Le monde de demain ? Comment gérerons-nous l’après ? Le consensus autour de la Sécurité sociale et des services publics survivra‑t‑il au déconfinement ? Les refinancera-t-on à la hauteur de leurs besoins ? Revalorisera-t-on les salaires des « premières lignes » ? Rappelons-nous la crise financière de 2008. On nous avait promis : « Plus jamais ça ! ». Les marchés allaient être régulés, le secteur bancaire encadré et les richesses mieux réparties… Résultat ? Deux ans plus tard, pour satisfaire ces mêmes marchés financiers, on nous imposait des politiques d’austérité drastiques, détruisant nos acquis, saquant dans les services publics et la Sécurité sociale. Ne soyons pas naïfs : le camp d’en face n’a changé ni d’idées ni d’objectifs. Le patronat et ses relais politiques préparent la relance pour que tout recommence comme avant. Concurrence libre, heures supplémentaires défiscalisées, flexibilité, aides sans conditions aux entreprises, État et services publics affaiblis…
Le Covid-19 leur a pourtant donné tort. Leur main invisible du marché a-t-elle pu faire face à la crise ? Nous a-t-elle permis de nous équiper rapidement en masques, respirateurs ou lits d’hôpitaux ? A-t-elle fourni un revenu de remplacement aux 1.200.000 travailleuses et travailleurs mis au chômage temporaire ? Non. Pour tous ces besoins urgents et essentiels, c’est la collectivité qui a pris la main. Car le rôle de l’État est de protéger la population. Mais aussi de prévoir et planifier. Pourtant, cette dernière fonction a fait défaut ces dernières semaines. Pourquoi ? Parce que, au nom des économies budgétaires, on avait gravement affaibli l’État ainsi que l’un des meilleurs systèmes de soins de santé au monde : le nôtre.

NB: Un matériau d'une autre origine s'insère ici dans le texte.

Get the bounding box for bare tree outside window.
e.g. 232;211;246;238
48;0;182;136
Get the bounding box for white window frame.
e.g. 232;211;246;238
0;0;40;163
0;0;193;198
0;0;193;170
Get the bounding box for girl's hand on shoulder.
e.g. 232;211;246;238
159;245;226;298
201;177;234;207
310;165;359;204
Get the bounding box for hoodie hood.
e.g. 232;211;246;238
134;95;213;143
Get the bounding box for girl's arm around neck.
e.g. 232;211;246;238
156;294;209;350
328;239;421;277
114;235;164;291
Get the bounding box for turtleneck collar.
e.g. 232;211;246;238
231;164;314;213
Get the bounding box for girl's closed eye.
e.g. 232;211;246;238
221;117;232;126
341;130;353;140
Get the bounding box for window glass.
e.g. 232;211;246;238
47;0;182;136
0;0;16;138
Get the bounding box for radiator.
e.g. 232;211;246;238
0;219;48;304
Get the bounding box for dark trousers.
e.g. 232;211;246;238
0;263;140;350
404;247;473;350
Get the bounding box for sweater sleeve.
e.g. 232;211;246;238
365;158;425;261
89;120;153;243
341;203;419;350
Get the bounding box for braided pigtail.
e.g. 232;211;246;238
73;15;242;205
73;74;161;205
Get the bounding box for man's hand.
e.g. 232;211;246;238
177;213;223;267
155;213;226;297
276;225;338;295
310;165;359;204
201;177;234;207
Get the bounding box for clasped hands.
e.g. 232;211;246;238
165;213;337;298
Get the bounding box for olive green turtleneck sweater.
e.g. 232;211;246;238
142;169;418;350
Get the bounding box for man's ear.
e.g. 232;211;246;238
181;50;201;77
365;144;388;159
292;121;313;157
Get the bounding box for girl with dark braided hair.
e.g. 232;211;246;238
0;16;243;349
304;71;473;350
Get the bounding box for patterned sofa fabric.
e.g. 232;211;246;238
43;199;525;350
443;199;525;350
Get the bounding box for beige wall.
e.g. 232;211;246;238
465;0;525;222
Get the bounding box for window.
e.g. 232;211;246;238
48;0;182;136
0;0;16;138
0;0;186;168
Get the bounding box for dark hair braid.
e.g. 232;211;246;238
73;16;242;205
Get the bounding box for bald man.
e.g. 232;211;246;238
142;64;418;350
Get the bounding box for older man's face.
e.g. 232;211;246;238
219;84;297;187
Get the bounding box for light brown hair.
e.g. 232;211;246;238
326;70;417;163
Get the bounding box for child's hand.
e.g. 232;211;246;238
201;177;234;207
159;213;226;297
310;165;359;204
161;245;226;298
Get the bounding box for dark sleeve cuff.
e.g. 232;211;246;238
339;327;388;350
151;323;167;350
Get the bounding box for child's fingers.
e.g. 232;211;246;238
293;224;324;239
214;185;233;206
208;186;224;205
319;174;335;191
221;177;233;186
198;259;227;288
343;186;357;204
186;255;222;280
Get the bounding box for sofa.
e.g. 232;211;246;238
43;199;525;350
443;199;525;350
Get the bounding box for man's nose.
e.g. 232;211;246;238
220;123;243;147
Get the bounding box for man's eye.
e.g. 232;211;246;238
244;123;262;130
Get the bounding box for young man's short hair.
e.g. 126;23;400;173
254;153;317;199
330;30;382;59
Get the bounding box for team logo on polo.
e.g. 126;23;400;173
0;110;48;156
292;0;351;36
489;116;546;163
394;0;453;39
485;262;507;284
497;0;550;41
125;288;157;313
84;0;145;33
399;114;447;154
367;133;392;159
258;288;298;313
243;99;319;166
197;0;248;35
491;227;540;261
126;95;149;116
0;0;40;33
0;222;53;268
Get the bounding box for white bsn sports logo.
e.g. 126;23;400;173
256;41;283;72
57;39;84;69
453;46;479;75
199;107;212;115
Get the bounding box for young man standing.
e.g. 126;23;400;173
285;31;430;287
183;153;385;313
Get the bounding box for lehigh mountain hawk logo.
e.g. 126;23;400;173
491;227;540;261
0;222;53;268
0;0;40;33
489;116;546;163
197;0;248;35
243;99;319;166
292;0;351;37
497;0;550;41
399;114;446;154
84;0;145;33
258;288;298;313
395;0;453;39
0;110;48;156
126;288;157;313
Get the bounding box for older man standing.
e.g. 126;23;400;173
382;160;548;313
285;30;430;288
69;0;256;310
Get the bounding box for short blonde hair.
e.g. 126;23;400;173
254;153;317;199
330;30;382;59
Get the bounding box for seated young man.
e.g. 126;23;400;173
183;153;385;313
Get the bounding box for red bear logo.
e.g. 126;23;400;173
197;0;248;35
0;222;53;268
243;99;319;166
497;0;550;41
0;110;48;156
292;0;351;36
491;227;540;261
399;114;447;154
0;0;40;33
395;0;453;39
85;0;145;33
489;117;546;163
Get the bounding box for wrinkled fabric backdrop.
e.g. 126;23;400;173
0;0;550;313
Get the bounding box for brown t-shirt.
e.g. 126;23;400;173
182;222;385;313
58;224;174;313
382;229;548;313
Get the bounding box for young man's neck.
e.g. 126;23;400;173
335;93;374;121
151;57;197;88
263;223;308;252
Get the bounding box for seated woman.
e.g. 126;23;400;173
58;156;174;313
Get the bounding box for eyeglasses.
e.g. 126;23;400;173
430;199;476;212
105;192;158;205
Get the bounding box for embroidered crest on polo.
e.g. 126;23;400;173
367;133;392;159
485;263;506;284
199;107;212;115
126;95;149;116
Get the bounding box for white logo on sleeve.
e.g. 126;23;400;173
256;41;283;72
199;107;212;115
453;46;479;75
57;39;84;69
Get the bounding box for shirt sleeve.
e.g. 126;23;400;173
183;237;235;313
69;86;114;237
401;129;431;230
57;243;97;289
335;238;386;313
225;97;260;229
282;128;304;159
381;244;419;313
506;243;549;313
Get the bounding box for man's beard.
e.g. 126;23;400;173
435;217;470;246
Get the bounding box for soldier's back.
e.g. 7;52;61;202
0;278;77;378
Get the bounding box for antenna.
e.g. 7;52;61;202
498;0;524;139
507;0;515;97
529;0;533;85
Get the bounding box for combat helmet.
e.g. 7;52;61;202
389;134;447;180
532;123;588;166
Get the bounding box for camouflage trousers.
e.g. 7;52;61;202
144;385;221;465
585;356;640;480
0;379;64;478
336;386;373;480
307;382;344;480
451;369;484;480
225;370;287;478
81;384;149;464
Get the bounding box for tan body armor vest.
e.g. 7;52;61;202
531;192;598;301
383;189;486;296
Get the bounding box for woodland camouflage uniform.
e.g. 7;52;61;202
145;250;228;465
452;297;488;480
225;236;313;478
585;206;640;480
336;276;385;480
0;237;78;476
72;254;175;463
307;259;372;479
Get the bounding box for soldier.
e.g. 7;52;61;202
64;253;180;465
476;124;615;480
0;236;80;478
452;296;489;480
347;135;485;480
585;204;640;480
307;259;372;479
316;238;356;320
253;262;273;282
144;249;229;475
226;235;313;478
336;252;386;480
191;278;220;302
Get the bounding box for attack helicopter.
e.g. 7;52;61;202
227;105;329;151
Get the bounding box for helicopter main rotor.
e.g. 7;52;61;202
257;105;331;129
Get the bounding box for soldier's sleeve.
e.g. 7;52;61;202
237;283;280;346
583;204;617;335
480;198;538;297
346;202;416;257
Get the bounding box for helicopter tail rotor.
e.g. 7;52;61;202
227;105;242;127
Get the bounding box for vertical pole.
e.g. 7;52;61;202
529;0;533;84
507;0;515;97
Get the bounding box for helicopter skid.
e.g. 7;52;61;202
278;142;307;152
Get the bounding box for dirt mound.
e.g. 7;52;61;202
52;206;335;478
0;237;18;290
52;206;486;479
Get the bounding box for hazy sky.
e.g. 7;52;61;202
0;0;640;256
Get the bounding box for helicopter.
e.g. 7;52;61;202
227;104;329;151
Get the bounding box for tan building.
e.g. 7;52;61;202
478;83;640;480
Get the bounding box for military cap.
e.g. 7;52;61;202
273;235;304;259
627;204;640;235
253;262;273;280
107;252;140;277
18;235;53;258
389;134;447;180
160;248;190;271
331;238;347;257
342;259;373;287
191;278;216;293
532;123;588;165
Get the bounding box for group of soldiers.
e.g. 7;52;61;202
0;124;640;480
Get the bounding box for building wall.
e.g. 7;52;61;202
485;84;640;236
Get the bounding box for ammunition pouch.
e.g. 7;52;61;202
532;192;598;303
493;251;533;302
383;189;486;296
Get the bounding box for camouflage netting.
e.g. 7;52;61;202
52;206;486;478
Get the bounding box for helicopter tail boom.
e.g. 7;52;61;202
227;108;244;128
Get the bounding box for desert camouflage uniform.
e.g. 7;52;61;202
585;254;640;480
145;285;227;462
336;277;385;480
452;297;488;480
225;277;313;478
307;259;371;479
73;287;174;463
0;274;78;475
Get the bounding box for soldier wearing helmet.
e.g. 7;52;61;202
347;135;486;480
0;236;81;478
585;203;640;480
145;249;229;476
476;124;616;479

Sortir de la pensée unique Cette crise démontre une autre évidence : la richesse est créée par les travailleurs et travailleuses. Et certains découvrent aussi que les fonctions indispensables sont aussi… les moins bien payées. Autre leçon à tirer : quand l’objectif est impératif et urgent, nous sommes capables de prendre des mesures drastiques et de nous adapter, du jour au lendemain. Pourquoi ne pas faire preuve de la même capacité d’adaptation pour affronter les autres impératifs que sont l’urgence environnementale et la justice sociale… Dernier tabou libéral à briser : la hantise des dépenses publiques. Les investissements dans la santé, l’enseignement, la culture, la transition écologique, les transports et le logement publics… doivent être immunisés contre les règles budgétaires européennes. Les politiques doivent également oser réduire unilatéralement la dette publique ! Ce n’est qu’à ces conditions qu’une véritable politique de relance économique et d’investissements pourra voir le jour.